MetaCloak-JPEG: JPEG-Robust Adversarial Perturbation for Preventing Unauthorized DreamBooth-Based Deepfake Generation
2026-04-20 • Computer Vision and Pattern Recognition
Computer Vision and Pattern Recognition
AI summaryⓘ
The authors address a problem where attackers can create deepfake images using only a few public photos, which current protection methods struggle to stop because they don't consider how social media compresses images using JPEG. They introduce MetaCloak-JPEG, a new technique that models JPEG compression in a way that helps protect images better against these attacks. By simulating how JPEG affects images during training, their method keeps protective changes effective even after compression, outperforming previous defenses.
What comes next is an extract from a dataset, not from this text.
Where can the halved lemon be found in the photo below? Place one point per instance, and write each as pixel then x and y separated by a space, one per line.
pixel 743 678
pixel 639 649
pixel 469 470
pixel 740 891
This makes it harder for attackers to use small numbers of photos to make harmful fake images.
DeepfakeDiffusion ModelDreamBoothJPEG CompressionAdversarial PerturbationDifferentiable JPEGStraight-Through EstimatorMeta-learningPSNRImage Protection
Authors
Tanjim Rahaman Fardin, S M Zunaid Alam, Mahadi Hasan Fahim, Md Faysal Mahfuz
Abstract
The rapid progress of subject-driven text-to-image synthesis, and in particular DreamBooth, has enabled a consent-free deepfake pipeline: an adversary needs only 4-8 publicly available face images to fine-tune a personalized diffusion model and produce photorealistic harmful content. Current adversarial face-protection systems -- PhotoGuard, Anti-DreamBooth, and MetaCloak -- perturb user images to disrupt surrogate fine-tuning, but all share a structural blindness: none backpropagates gradients through the JPEG compression pipeline that every major social-media platform applies before adversary access. Because JPEG quantization relies on round(), whose derivative is zero almost everywhere, adversarial energy concentrates in high-frequency DCT bands that JPEG discards, eliminating 60-80% of the protective signal. We introduce MetaCloak-JPEG, which closes this gap by inserting a Differentiable JPEG (DiffJPEG) layer built on the Straight-Through Estimator (STE): the forward pass applies standard JPEG compression, while the backward pass replaces round() with the identity. DiffJPEG is embedded in a JPEG-aware EOT distribution (~70% of augmentations include DiffJPEG) and a curriculum quality-factor schedule (QF: 95 to 50) inside a bilevel meta-learning loop. Under an l-inf perturbation budget of eps=8/255, MetaCloak-JPEG attains 32.7 dB PSNR, a 91.3% JPEG survival rate, and outperforms PhotoGuard on all 9 evaluated JPEG quality factors (9/9 wins, mean denoising-loss gain +0.125) within a 4.1 GB training-memory budget.